In a sudden, mid-cycle shift, Apple has hiked the starting prices of its major iPad and Mac configurations globally due to rising memory costs. The price increase—spurred by AI data centers hogging global supply—has sent Apple's stock tumbling by almost 6%.
Key takeaways
- • In a sudden, mid-cycle shift, Apple has hiked the starting prices of its major iPad and Mac configurations globally due to rising memory costs
- • The price increase—spurred by AI data centers hogging global supply—has sent Apple's stock tumbling by almost 6%

Apple's Unprecedented Move: Mac and iPad Prices Spike Up to 25% Amid "RAMageddon"
On Thursday, June 25, 2026, Apple did something it almost never does. In a sudden, mid-cycle update that caught the tech world completely off guard, the Cupertino giant updated its online store with steep price hikes across almost its entire Mac and iPad lineup. The company cited the skyrocketing cost of memory and storage components as the sole culprit, warning that it can no longer shield consumers from the soaring costs of DRAM and NAND flash memory.
The sudden price adjustments hit some of Apple’s most popular consumer hardware, sending the company’s stock tumbling by nearly 6% as investors reacted to the potential cooling of consumer demand.
The Toll of "RAMageddon": The New Price List
The price hikes are substantial, representing increases of up to 25%. Below are the most notable changes implemented immediately on Apple’s global storefronts:
- MacBook Neo (Base 256GB): Rose from $599 to $699 (a $100 increase).
- MacBook Air (512GB): Rose from $1,099 to $1,299 (a $200 increase).
- MacBook Pro (Base 14-inch 1TB): Rose from $1,699 to $1,999 (a $300 increase).
- iPad Air (128GB): Rose from $599 to $749 (a $150 / 25% increase).

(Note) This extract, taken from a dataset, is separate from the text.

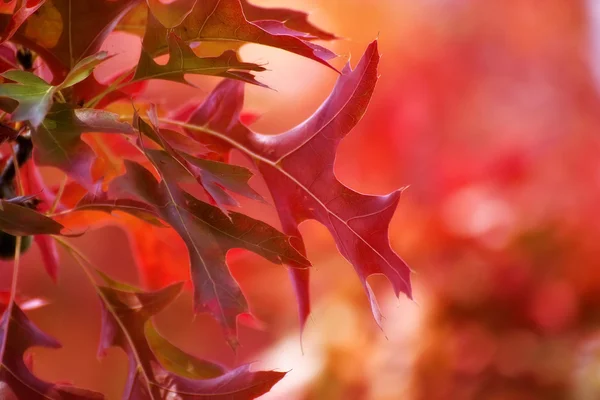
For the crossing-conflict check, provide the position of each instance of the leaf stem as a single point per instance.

- iPad Pro (WiFi 256GB): Rose from $999 to $1,199 (a $200 increase).
Even secondary devices felt the squeeze; the Apple TV jumped from $149 to $199, and the Apple Vision Pro saw a $200 bump to $3,699. Conspicuously spared is the iPhone, Apple’s primary cash cow, though analysts expect pricing pressure may catch up to the flagship line ahead of the iPhone 18 launch this autumn.

AI Servers Are Devouring Consumer Silicon
How did we get here? The crisis, which tech traders are calling "RAMageddon," is directly tied to the exponential buildout of artificial intelligence data centers. Enterprise AI chips and large language model training systems require vast, unprecedented amounts of high-performance memory.
Major memory producers like Micron, Samsung, and SK Hynix have redirected their manufacturing capacity to high-bandwidth server memory, leaving consumer electronics makers to fight over what remains. According to industry tracker TrendForce, contract prices for DRAM surged by nearly 98% in the first quarter of 2026 alone, with further double-digit hikes hitting this quarter.
Tim Cook’s "Hundred-Year Flood"
Outgoing Apple CEO Tim Cook—who will hand over the reins to John Ternus on September 1—was unusually blunt in addressing the situation. "This is a hundred-year flood," Cook remarked, noting that the component price surges are unlike anything the industry has seen in over 40 years.
With data centers projected to devour roughly 70% of global memory production by the end of the year, relief for consumers is far on the horizon. Industry insiders warn that memory supply is unlikely to loosen meaningfully until at least 2028, meaning these inflated Mac and iPad price tags are likely here to stay.